Racconto dei Natali 2019

Da qualche tempo scrivo ogni anno un racconto per Natale, che puntualmente invio a amici e parenti non prima della vigilia e non dopo la Befana. Nonostante ciò, da qualche anno con l’avvicinarsi delle festività inizio a ricevere messaggi di vario tipo, da semplici punti interrogativi in numero da uno a quattro fino a rimostranze più strutturate, Allora quest’anno niente racconto, o Dato che quest’anno non ci sarà il raccontoVisto che non arriva il racconto, fino al lapidario Ultimamente,  questo appuntamento, con dispiacere per noi, è purtroppo venuto meno.

Oltre al piacere nel scoprire l’attesa che accompagna i pochi interessati, questo mi spinge a riflettere su come il Natale influisca sulla percezione temporale di tutti noi.

Da bambino avevo difficoltà ad addormentarmi. Avendo notato che durante il sonno non c’è consapevolezza dello scorrere del tempo, avevo paura di chiudere gli occhi per svegliarmi al mattino già vecchio e con tutta la vita alle spalle. Perplesso su come avrei accumulato le memorie di una vita che non ricordavo di aver vissuto, mi dicevo che probabilmente le avrei sognate tutte in quell’ultima notte.

A quel tempo dividevo la cameretta con mia sorella maggiore, che con mia grande invidia si addormentava immediatamente. Io la fissavo dal letto, riflettendo su come stessimo condividendo la stessa realtà spaziale ma non quella temporale, visto che ci trovavamo nello stesso luogo ma per lei era già mattina.
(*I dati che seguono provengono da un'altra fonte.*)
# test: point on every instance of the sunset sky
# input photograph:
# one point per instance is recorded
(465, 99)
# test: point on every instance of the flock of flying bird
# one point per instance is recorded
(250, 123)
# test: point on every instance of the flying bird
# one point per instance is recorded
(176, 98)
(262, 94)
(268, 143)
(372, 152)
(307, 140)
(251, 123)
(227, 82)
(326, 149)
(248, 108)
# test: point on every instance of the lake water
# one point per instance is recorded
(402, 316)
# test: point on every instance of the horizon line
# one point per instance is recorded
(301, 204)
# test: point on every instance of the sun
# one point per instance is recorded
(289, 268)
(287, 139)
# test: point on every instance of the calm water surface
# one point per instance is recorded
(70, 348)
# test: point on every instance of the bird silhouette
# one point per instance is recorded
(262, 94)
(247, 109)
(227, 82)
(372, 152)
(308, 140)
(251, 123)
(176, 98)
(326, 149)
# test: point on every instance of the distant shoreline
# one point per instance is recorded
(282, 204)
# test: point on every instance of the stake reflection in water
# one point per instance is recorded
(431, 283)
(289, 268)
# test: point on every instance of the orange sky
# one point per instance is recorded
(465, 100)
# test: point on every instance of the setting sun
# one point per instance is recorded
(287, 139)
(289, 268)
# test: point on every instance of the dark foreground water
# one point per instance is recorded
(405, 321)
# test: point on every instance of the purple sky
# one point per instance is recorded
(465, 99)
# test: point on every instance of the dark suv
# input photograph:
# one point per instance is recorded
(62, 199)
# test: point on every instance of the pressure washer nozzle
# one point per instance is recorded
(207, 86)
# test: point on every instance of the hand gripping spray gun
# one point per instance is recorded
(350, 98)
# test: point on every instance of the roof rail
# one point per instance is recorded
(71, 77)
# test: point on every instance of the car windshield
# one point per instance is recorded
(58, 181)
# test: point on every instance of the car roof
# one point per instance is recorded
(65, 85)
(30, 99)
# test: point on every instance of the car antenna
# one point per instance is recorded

Ora credo che stavo osservando come il tempo sia solo la consapevolezza del suo stesso fluire.

Per me bambino l’anno scorreva in modo disomogeneo, con pochi episodi centrali a scandire la distanza fra gli altri eventi, tra cui il più importante era sicuramente il Natale. Al tempo delle riflessioni notturne avevo già notato come la distanza tra i Natali non fosse sempre la stessa. Quasi uguale per i primi che riuscivo a ricordare, era andata mano mano a diminuire, in una sorta di accelerazione che non solo li avvicinava tra loro ma influiva sulla loro specificità, rendendoli sempre meno distinguibili gli uni dagli altri.

Per contrastare questo scivolamento avevo iniziato a scrivere brevi appunti su ogni Natale, accompagnati da annotazioni personali su come lo avevo vissuto e ripromettendomi di leggerli solo dopo un certo numero di anni, in modo da fissarli su una struttura indeformabile e che ne preservasse la differenziabilità. Questa soluzione ha avuto indubbiamente l’effetto di infondermi fiducia per il tempo trascorso fino alla prima apertura, e poi ancora per un certo numero di letture che oggi considero sorprendentemente grande. A poco a poco, anche gli scritti si andavano strutturando, e mi trovavo a leggere quasi dei racconti. In realtà, a seguito di quelle letture il nuovo Natale si riempiva dei ricordi di uno passato e in qualche misura lo diventava. Con il tempo questo si ampliava e si moltiplicava, perché cominciavano ad arrivare Natali in cui confluivano altri Natali fatti a loro volta di Natali passati. La struttura, apparsa solida e affidabile, cedeva per essere basata solo su se stessa.

Un giorno, pensando a un nuovo racconto, mi sono accorto di non sapere se ne stavo scrivendo uno nuovo o leggendone uno passato. Era come se tutti i Natali fossero collassati uno dentro l’altro in un evento infinitamente complesso non più collocato nel tempo. La cosa sorprendente è che si era conservata la specificità di ogni dettaglio, ma a scapito di ogni possibile distribuzione temporale. Avevo raggiunto parte dei miei intenti, ma il tempo era stato sacrificato, e aveva smesso di essere. Questo comportava una notevole semplificazione, e alcune responsabilità. La prima, di essere sempre riconoscente a chi non è giunto ancora a questa consapevolezza e continuerà a inviarmi punti interrogativi dieci giorni prima della vigilia. La seconda e non ultima, di non leggere più di altri Natali, e in nessun caso scrivere mai di essi.